Broadcom stock jumped nearly 10% after its September earnings report, when executives revealed they had secured a $10 billion order for custom chips from a new customer. As with Oracle, reports in the following days indicated that the undisclosed customer was OpenAI. But unlike Oracle, Wall Street has become more bullish on Broadcom’s AI business — mostly due to the mid-November launch of Google’s Gemini 3, the tech giant’s first AI model trained exclusively using custom chips designed by Broadcom.

Silicon Valley and Wall Street insiders alike have raved about the model, prompting OpenAI to refocus on improving ChatGPT to fend off intense competition. Google has reportedly discussed selling its custom chips to Meta, boosting confidence that Broadcom can take market share from Nvidia.

Broadcom shares are up nearly 20% since Google launched Gemini, outperforming both the S&P 500, which is up 4%, and the Magnificent Seven, which is up 6%.
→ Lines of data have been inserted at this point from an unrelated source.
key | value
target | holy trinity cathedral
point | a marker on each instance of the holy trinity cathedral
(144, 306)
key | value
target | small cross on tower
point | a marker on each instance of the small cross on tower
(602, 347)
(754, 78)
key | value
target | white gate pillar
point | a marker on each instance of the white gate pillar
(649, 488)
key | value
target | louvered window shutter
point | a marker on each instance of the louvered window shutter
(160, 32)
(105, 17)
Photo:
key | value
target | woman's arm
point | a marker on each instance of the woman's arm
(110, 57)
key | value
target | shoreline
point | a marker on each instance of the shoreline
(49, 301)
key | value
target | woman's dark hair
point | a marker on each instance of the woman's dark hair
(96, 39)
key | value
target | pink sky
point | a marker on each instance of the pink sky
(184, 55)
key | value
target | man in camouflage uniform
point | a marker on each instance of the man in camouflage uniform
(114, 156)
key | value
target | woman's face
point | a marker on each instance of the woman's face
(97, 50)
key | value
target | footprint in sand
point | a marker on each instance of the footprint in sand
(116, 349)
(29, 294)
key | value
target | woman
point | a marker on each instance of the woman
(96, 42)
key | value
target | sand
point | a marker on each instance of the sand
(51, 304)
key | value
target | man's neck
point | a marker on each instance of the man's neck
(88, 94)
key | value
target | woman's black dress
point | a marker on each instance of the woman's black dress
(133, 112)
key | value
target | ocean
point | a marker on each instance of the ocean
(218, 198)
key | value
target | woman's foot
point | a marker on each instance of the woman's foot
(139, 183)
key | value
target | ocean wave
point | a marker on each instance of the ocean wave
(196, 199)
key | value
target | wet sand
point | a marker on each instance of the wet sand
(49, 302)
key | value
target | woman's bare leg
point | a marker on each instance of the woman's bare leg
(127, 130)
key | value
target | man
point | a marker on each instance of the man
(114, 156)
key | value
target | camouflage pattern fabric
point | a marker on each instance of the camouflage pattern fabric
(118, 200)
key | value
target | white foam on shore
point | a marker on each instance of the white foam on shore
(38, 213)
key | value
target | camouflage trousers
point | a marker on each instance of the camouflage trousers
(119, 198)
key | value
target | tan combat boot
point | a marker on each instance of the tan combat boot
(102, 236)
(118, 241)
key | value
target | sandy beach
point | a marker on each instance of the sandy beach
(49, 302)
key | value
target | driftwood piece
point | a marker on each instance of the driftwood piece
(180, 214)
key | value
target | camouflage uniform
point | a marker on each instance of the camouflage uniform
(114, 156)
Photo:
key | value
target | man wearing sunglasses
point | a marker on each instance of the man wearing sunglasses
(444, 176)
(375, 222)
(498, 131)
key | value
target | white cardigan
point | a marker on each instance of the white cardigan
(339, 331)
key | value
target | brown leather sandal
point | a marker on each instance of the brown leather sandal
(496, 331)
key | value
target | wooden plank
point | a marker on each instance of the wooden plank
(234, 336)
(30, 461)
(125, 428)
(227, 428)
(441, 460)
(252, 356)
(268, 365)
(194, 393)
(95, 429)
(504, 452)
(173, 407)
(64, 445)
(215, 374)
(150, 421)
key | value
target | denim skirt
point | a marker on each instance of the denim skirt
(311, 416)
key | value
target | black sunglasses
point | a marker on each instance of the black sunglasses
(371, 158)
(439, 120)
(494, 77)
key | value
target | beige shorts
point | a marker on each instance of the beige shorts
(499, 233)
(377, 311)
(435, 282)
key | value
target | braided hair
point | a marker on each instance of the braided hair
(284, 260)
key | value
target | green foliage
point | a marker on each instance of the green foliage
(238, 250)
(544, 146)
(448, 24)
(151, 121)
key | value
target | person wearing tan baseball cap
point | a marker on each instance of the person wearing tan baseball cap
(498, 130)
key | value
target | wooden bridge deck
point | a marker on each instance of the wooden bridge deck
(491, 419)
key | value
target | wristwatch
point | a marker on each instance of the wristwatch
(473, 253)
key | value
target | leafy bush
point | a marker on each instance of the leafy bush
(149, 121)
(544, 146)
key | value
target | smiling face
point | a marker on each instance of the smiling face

What this week’s earnings could mean for AI trading

In a recent note, Deutsche Bank analysts analyzed the assumptions underpinning Wall Street’s outlook for Oracle’s business and stock. “The company gets little, if any, credit for its work with OpenAI at the current stock price of roughly $200,” they wrote. Analysts at Citi expect Oracle to report its backlog grew by $100 billion in the fourth quarter, providing “further evidence that demand for AI infrastructure is broad.”

Bank of America earlier this month raised its price target for Broadcom stock, citing improving prospects for Google’s custom chips. HSBC bank analyst Frank Li predicted that Broadcom’s results on Thursday would meet expectations before demand for custom chips and networking accelerates corporate AI business early next year.

However, it may no longer be the case that the rising tide of AI lifts all boats. According to a Goldman Sachs report, the correlation among AI Hyperscaler stocks was about 20% in mid-November, down from 80% in June.

Update — December 9, 2025: This article was updated after markets closed on Tuesday with the latest stock performance data.